Drupal: Community at the cost of codePosted on: 2015-04-15 09:18:05
I'm probably the last person who should be writing something like this, seeing as how my interest in Drupal is and has always been one from a perspective that it was the best tool for the job. In many ways, I'm part of the (probably) unquantified mass of people who use Drupal on a daily basis, depending on it for my livelihood but being altogether indifferent toward the community. I mean, it's not that I don't like community, but in general I tend to associate with communities who have a particular purpose or shared interest and whose values end goals are reflect my own. This is probably why my local church and amateur radio club get the most attention of my time when I'm on my own time—so I'll be honest and just say that in general I'm indifferent to the community that surrounds Drupal.

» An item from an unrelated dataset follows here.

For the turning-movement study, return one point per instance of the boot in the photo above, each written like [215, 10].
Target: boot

Why is that? Well to be fair the mission, means, and goals of both my local church and amateur radio club are pretty similar when you think about it. In a nutshell, they both have a mission to be community-focused, with a purpose to spread a particular message and offering members the ability to grow in knowledge and wisdom, with a goal of growing and making the world a better place. The only difference is what drives them. One is driven by a communal love for the gospel of Jesus Christ while the other a love for emergency preparedness and awesome toys. Both have discrete membership rules, codes of conduct, and a hierarchy that is respected and trusted.
Because let's face it, FOSS isn't something you just limit to some sort of "day job mentality" where things are generally where you left them and a particular hierarchy is set up and enforced. And while there are people who can manage that, I'm not one of those kinds of people and I'm okay with that.